In this movie, David Spritz (Nicolas Cage) pays tribute to his father, Robert (an immaculate performance by Michael Caine) by quoting a Bob Seger song. So I’ll begin my review with a quote from a Bob Dylan song: “You don’t need a weather man to know which way the wind is blowing.”
Spritz is the weather man for a Chicago television station. He stands in front of a green screen and points at cold fronts and snow flurries, making cheerful jokes and predicting each week’s “nipper” (coldest temperature).

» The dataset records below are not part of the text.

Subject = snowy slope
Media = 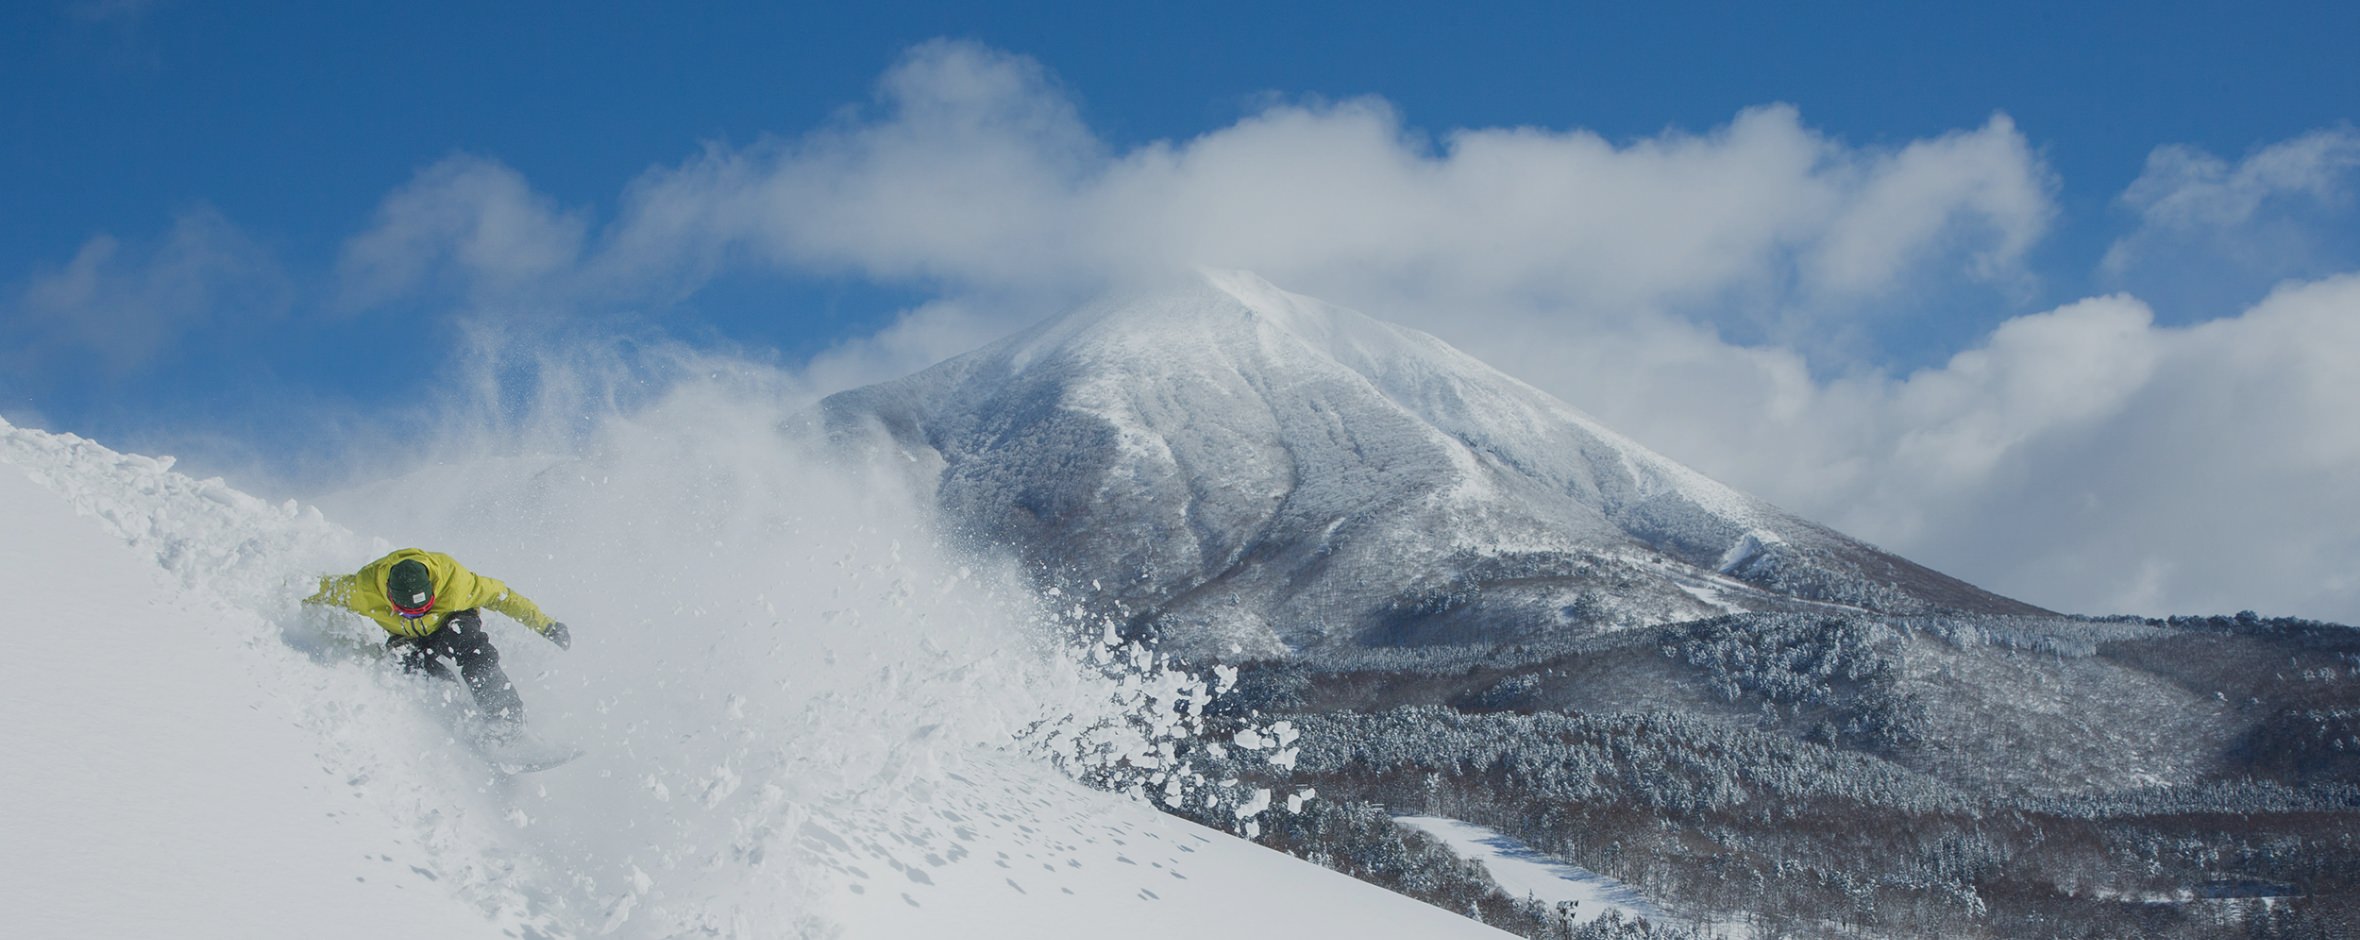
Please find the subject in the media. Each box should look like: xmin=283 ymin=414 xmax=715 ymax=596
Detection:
xmin=820 ymin=270 xmax=2043 ymax=656
xmin=0 ymin=414 xmax=1512 ymax=938
xmin=821 ymin=754 xmax=1512 ymax=939
xmin=0 ymin=456 xmax=503 ymax=939
xmin=1395 ymin=817 xmax=1664 ymax=927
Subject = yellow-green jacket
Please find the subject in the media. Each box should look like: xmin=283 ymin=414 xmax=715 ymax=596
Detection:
xmin=306 ymin=548 xmax=558 ymax=639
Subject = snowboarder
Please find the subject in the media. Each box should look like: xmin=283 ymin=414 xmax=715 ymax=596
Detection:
xmin=305 ymin=548 xmax=571 ymax=736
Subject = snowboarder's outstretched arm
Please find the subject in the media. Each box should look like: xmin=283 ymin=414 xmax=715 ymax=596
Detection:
xmin=463 ymin=573 xmax=561 ymax=637
xmin=304 ymin=573 xmax=361 ymax=609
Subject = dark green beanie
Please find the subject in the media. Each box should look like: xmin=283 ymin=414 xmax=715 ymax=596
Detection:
xmin=387 ymin=559 xmax=435 ymax=611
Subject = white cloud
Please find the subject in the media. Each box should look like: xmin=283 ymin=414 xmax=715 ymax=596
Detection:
xmin=1882 ymin=295 xmax=2162 ymax=490
xmin=1807 ymin=115 xmax=2051 ymax=298
xmin=2117 ymin=128 xmax=2360 ymax=233
xmin=787 ymin=298 xmax=1023 ymax=402
xmin=593 ymin=40 xmax=1100 ymax=293
xmin=337 ymin=154 xmax=589 ymax=311
xmin=1954 ymin=275 xmax=2360 ymax=619
xmin=2101 ymin=127 xmax=2360 ymax=298
xmin=549 ymin=41 xmax=2053 ymax=338
xmin=1469 ymin=273 xmax=2360 ymax=622
xmin=4 ymin=207 xmax=288 ymax=373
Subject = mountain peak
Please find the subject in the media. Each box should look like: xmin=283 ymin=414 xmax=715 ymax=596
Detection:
xmin=995 ymin=268 xmax=1426 ymax=378
xmin=822 ymin=274 xmax=2045 ymax=656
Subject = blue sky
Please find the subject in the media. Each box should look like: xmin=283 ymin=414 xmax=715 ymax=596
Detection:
xmin=4 ymin=1 xmax=2359 ymax=621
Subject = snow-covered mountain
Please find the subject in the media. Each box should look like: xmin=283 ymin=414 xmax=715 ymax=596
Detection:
xmin=819 ymin=270 xmax=2045 ymax=657
xmin=0 ymin=414 xmax=1516 ymax=939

People keep throwing things at him, mostly fast food. He’s been hit by a Super Big Gulp, by hot apple pie, by a shake. He feels like he lets everyone down. He does not know what to do. He’s a whether man. There’s a constant ticking sound in the score that could suggest a clock or it could suggest a time bomb.
His Pulitzer Prize-winning father is disappointed in him. His 12-year-old daughter Shelli (Gemmenne de la Pena) is unhappy and overweight. His 15-year-old son Mike (Nicholas Hoult of About a Boy) is getting counseling because he was caught with marijuana. His ex-wife(Hope Davis) has a boyfriend who seems to get along better with his kids than he does.

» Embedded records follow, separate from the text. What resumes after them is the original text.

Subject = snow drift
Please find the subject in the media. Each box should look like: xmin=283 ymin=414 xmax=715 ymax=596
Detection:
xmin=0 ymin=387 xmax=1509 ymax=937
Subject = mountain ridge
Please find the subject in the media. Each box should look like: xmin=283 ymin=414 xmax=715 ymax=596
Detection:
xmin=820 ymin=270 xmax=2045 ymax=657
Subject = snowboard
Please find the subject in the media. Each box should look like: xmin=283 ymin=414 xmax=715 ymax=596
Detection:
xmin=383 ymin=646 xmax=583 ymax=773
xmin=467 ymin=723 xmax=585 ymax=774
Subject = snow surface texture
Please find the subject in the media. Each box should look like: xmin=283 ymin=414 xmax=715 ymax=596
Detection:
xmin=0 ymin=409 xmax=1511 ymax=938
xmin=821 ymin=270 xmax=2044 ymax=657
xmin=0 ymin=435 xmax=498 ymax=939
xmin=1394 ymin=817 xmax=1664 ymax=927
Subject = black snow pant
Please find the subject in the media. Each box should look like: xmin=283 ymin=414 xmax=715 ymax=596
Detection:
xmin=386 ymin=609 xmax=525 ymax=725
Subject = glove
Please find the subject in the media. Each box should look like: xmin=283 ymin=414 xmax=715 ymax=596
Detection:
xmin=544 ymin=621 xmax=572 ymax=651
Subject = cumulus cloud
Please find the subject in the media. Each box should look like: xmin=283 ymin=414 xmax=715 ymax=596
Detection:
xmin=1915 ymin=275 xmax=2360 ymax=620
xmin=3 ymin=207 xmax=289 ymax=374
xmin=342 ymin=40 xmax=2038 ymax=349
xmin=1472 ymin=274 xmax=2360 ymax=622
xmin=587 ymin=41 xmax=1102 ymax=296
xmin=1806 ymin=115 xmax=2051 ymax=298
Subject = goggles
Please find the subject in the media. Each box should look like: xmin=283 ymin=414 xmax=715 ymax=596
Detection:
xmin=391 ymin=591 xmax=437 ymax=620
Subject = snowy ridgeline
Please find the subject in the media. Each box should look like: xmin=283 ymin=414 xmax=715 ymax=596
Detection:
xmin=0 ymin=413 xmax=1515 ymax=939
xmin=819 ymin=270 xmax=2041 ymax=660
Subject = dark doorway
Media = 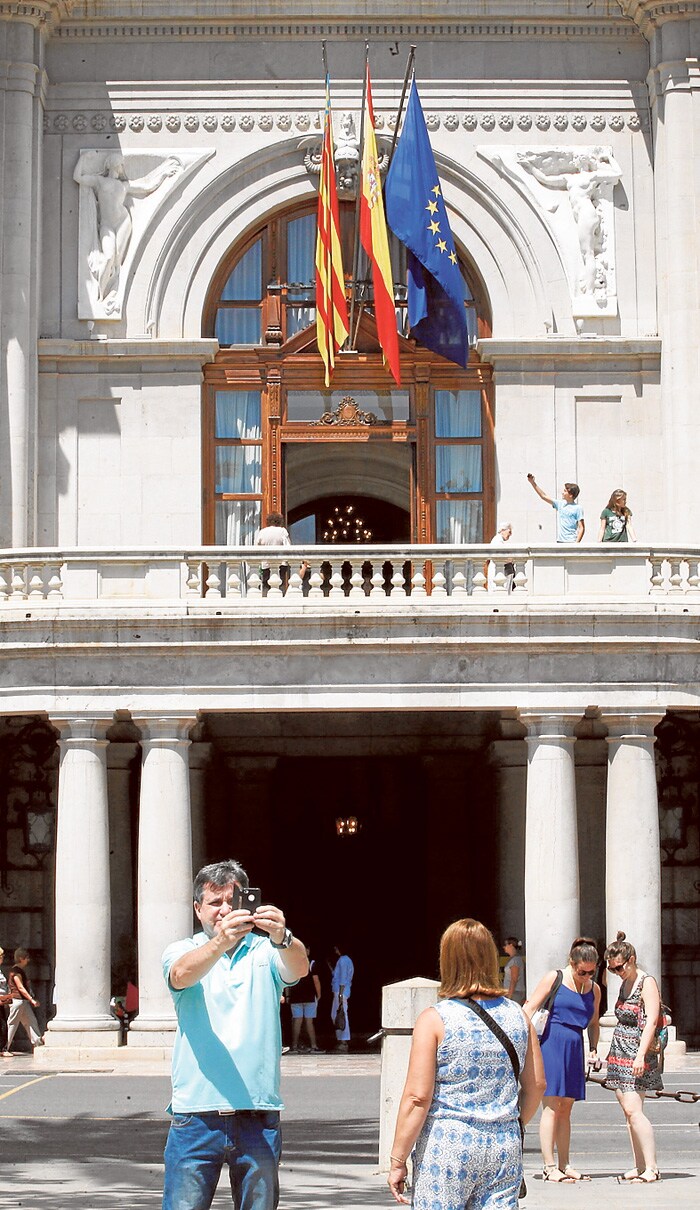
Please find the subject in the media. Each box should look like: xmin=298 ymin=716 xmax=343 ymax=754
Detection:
xmin=288 ymin=495 xmax=410 ymax=545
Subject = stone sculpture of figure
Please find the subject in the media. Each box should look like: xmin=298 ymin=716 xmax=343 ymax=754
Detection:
xmin=517 ymin=148 xmax=622 ymax=295
xmin=74 ymin=151 xmax=182 ymax=307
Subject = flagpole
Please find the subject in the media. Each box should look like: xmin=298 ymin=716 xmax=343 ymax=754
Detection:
xmin=348 ymin=41 xmax=369 ymax=352
xmin=387 ymin=44 xmax=416 ymax=168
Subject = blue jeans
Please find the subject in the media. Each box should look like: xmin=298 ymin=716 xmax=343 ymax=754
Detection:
xmin=162 ymin=1110 xmax=281 ymax=1210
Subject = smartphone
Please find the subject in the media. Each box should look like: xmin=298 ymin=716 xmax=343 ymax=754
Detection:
xmin=240 ymin=886 xmax=266 ymax=935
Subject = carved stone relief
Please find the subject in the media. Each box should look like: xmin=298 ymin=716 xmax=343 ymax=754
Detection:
xmin=74 ymin=147 xmax=214 ymax=320
xmin=300 ymin=111 xmax=391 ymax=199
xmin=480 ymin=145 xmax=623 ymax=318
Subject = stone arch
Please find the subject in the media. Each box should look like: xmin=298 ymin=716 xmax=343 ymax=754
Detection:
xmin=137 ymin=139 xmax=575 ymax=341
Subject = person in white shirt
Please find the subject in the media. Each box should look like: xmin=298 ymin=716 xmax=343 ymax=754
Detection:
xmin=487 ymin=521 xmax=515 ymax=591
xmin=254 ymin=513 xmax=291 ymax=590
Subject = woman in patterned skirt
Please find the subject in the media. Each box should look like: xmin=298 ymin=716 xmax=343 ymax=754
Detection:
xmin=387 ymin=919 xmax=546 ymax=1209
xmin=604 ymin=932 xmax=663 ymax=1183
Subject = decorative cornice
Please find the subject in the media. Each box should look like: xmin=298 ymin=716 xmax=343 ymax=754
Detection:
xmin=42 ymin=106 xmax=648 ymax=135
xmin=54 ymin=19 xmax=641 ymax=42
xmin=0 ymin=2 xmax=72 ymax=28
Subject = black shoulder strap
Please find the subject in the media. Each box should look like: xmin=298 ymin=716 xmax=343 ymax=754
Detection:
xmin=461 ymin=998 xmax=521 ymax=1082
xmin=544 ymin=969 xmax=563 ymax=1013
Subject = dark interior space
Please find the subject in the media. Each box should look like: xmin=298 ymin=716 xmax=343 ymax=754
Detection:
xmin=204 ymin=731 xmax=499 ymax=1040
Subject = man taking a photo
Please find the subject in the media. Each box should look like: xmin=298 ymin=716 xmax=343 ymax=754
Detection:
xmin=162 ymin=859 xmax=308 ymax=1210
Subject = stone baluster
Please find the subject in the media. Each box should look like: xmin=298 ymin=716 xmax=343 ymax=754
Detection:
xmin=648 ymin=555 xmax=665 ymax=596
xmin=686 ymin=556 xmax=700 ymax=597
xmin=205 ymin=565 xmax=222 ymax=599
xmin=601 ymin=712 xmax=663 ymax=1023
xmin=286 ymin=569 xmax=304 ymax=600
xmin=47 ymin=715 xmax=119 ymax=1049
xmin=306 ymin=560 xmax=324 ymax=600
xmin=185 ymin=561 xmax=202 ymax=598
xmin=129 ymin=716 xmax=196 ymax=1044
xmin=348 ymin=569 xmax=365 ymax=600
xmin=46 ymin=561 xmax=63 ymax=599
xmin=472 ymin=567 xmax=487 ymax=594
xmin=410 ymin=568 xmax=427 ymax=599
xmin=0 ymin=564 xmax=10 ymax=601
xmin=521 ymin=711 xmax=581 ymax=995
xmin=225 ymin=565 xmax=243 ymax=599
xmin=668 ymin=558 xmax=683 ymax=595
xmin=27 ymin=564 xmax=45 ymax=600
xmin=512 ymin=565 xmax=528 ymax=595
xmin=11 ymin=565 xmax=27 ymax=598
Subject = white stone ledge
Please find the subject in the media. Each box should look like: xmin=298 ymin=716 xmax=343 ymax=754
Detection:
xmin=38 ymin=338 xmax=219 ymax=368
xmin=477 ymin=335 xmax=662 ymax=370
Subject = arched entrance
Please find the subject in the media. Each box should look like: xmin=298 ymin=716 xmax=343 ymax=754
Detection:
xmin=202 ymin=203 xmax=494 ymax=546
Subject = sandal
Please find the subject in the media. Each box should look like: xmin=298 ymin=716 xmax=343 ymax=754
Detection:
xmin=543 ymin=1165 xmax=575 ymax=1182
xmin=627 ymin=1169 xmax=661 ymax=1184
xmin=563 ymin=1166 xmax=590 ymax=1181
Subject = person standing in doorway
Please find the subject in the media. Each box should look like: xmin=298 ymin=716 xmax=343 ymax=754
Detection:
xmin=161 ymin=859 xmax=308 ymax=1210
xmin=502 ymin=937 xmax=526 ymax=1005
xmin=288 ymin=945 xmax=322 ymax=1053
xmin=527 ymin=474 xmax=585 ymax=543
xmin=331 ymin=944 xmax=354 ymax=1052
xmin=254 ymin=512 xmax=292 ymax=592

David is a man whose job is predicting what the wind will do, and that feels as far out of his control as the rest of his life. He keeps thinking that if he could just “knuckle down” he would find the right words to make everyone happy with him. Or maybe, if he could just get the job of being weather man for the network “Hello America” show, then everyone would be proud of him and everything would work out at last.
And then David’s father is diagnosed with terminal cancer, and all he can think of is how little time he has to show his father that he has not completely messed up.
Cage, Caine, and Davis are always worth watching and the movie conveys well the feelng of middle-age desperation, simultaneously failing your parents and children and finding that all the “somedays” of your youth are almost used up. But even the movie’s hopeful moments have a sour feeling. Can it possibly be that the movie wants us to think that buying new clothes or punching someone is the way to solve a problem — or likely to impress either parents or children?
David might shatter the ice on an archery target with a well-aimed arrow, but he never brings that sense of control or focus to the miserable problems around him. It’s disconcerting that he continues to be self-centered and superficial while the point of view of the movie seems to be that he has had some kind of breakthrough. He may have achieved acceptance; we have not.
Parents should know that this movie has very strong and crude langauge, brief nudity, illustration of the term “Cameltoe,” and sexual references, including oral sex, attempted seduction/molestation of a teenager, and pornography, and sexual situations. Characters drink. There is a sad death, a fistfight, and one character points a weapon at another.
Families who see this movie should talk about why David found it so hard to be the person he wanted to be and the person he thought his father and children and ex-wife wanted him to be. What was David good at? What did he need to do to be a better father? A better son?
Families who enjoy this movie will also enjoy Wonder Boys and Save the Tiger.